Uma - An Unfolding-based Model Analyzer

Uma is a tool for exploring the state space of a given Petri net or scenario-based specification. It uses a symbolic representation of the state space which explicitly distinguishes true concurrency of independent actions from alternative choices between conflicting actions. The technique is known as (McMillan) unfoldings. It allows Uma to explore concurrent behavior of a distributed system as is, instead of mimicking concurrent behavior by its interleaving which leads to exponentially large state spaces. Consequently, Uma constructs even for large systems with huge state spaces only small structures that precisely describe the entire system behavior.

The specific feature of Uma compared to similar tools is that Uma also analyzes scenario-based specifications, and may synthesize components from a scenario-based specification.

In the context of service-technology.org, Uma can be used for synthesizing service models from scenario-based choreography models.

Understand Uma

We designed Uma as library which can be called from within any graphical environment by passing Java objects to the library. Uma returns its analysis results as Java objects as well. In addition, we provide a command-line interface to invoke Uma with text files.

The current main features of Uma are to

  • construct the unfolding of a given Petri net or scenario-based specification,

  • synthesize a Petri net from a scenario-based specification, and to decompose this Petri net into compatible service models.

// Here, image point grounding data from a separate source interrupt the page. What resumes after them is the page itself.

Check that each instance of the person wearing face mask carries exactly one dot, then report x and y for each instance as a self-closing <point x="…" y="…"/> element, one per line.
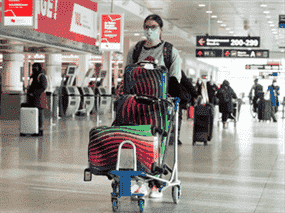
<point x="155" y="50"/>
<point x="199" y="86"/>
<point x="38" y="84"/>
<point x="274" y="93"/>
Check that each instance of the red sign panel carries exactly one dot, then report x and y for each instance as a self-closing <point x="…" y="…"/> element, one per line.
<point x="66" y="19"/>
<point x="18" y="13"/>
<point x="111" y="38"/>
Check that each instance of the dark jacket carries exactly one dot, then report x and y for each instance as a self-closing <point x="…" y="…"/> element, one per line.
<point x="211" y="92"/>
<point x="199" y="88"/>
<point x="37" y="87"/>
<point x="226" y="107"/>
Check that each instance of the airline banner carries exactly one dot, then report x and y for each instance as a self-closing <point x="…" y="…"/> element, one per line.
<point x="112" y="32"/>
<point x="73" y="19"/>
<point x="19" y="13"/>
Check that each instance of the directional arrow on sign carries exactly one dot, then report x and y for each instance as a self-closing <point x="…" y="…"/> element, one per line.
<point x="227" y="53"/>
<point x="201" y="42"/>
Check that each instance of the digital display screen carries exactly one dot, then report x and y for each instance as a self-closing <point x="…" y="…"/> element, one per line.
<point x="71" y="70"/>
<point x="227" y="41"/>
<point x="86" y="90"/>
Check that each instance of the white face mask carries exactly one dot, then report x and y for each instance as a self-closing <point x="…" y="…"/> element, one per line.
<point x="151" y="35"/>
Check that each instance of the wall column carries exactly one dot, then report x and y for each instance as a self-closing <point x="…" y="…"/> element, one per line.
<point x="84" y="65"/>
<point x="53" y="69"/>
<point x="11" y="75"/>
<point x="107" y="65"/>
<point x="12" y="84"/>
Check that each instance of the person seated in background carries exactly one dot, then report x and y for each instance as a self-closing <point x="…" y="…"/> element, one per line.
<point x="225" y="96"/>
<point x="258" y="89"/>
<point x="212" y="90"/>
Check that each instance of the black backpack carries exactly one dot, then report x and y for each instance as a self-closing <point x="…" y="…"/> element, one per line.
<point x="225" y="95"/>
<point x="184" y="94"/>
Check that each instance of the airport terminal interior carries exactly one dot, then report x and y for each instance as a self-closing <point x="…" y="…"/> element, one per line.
<point x="241" y="169"/>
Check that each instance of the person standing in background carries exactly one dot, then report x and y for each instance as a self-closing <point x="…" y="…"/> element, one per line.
<point x="199" y="85"/>
<point x="212" y="90"/>
<point x="274" y="93"/>
<point x="225" y="96"/>
<point x="258" y="89"/>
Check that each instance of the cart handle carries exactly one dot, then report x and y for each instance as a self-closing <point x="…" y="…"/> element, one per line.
<point x="134" y="152"/>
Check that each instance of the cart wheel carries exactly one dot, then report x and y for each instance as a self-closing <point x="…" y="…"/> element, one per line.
<point x="175" y="194"/>
<point x="116" y="205"/>
<point x="141" y="204"/>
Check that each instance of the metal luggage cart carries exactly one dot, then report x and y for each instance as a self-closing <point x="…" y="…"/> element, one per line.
<point x="122" y="178"/>
<point x="233" y="118"/>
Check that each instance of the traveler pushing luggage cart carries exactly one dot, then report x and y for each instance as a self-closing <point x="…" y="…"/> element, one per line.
<point x="144" y="120"/>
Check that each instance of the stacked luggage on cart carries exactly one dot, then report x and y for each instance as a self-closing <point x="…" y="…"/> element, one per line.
<point x="143" y="122"/>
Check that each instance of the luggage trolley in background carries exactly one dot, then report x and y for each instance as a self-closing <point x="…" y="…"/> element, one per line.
<point x="149" y="141"/>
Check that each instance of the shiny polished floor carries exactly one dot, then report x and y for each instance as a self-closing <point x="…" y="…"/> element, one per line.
<point x="241" y="170"/>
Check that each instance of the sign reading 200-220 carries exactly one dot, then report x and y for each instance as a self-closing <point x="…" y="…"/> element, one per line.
<point x="227" y="41"/>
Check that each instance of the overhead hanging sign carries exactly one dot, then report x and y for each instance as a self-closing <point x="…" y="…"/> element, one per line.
<point x="231" y="53"/>
<point x="84" y="21"/>
<point x="72" y="20"/>
<point x="281" y="21"/>
<point x="262" y="67"/>
<point x="19" y="13"/>
<point x="209" y="53"/>
<point x="235" y="53"/>
<point x="112" y="32"/>
<point x="227" y="41"/>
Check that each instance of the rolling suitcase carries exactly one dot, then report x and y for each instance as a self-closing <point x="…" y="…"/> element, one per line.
<point x="29" y="121"/>
<point x="190" y="112"/>
<point x="264" y="110"/>
<point x="203" y="123"/>
<point x="203" y="120"/>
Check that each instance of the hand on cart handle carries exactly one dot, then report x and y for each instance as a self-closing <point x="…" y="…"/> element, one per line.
<point x="147" y="99"/>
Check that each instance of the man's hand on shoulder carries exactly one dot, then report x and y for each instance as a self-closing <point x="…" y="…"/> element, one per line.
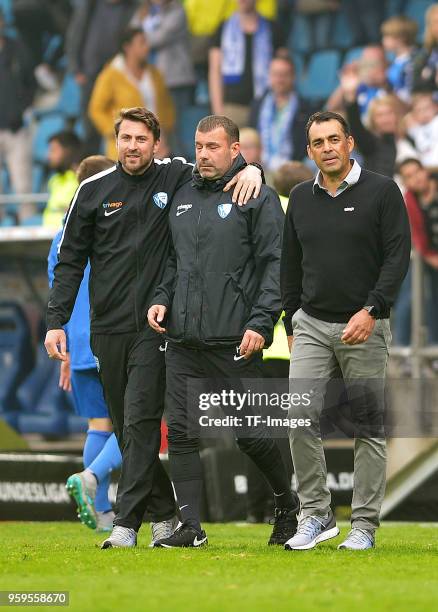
<point x="156" y="314"/>
<point x="359" y="328"/>
<point x="56" y="344"/>
<point x="247" y="184"/>
<point x="252" y="342"/>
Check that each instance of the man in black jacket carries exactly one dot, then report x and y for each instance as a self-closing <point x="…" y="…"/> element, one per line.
<point x="346" y="250"/>
<point x="222" y="295"/>
<point x="119" y="220"/>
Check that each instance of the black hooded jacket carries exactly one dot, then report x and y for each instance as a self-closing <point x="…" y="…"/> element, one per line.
<point x="222" y="277"/>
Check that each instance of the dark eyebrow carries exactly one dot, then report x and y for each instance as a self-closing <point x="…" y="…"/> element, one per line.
<point x="330" y="136"/>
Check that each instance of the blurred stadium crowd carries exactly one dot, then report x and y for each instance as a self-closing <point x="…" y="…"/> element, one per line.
<point x="67" y="66"/>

Our graphical environment for scenario-based specifications Greta uses Uma as a library to execute scenario-based specifications and to synthesize Petri nets.

Get Uma

Uma is free software and is licensed under the GNU Affero General Public License. Other licenses can be negotiated with the author.

The latest source code is available at our SVN repository at svn://svn.gna.org/svn/service-tech/trunk/Service-Tech-Java/uma and needs JDK 1.5 (or later) and Apache Ant to compile.

More information for compiling and running Uma from the command-line will be provided soon. In the meantime, Uma can be used from within Greta.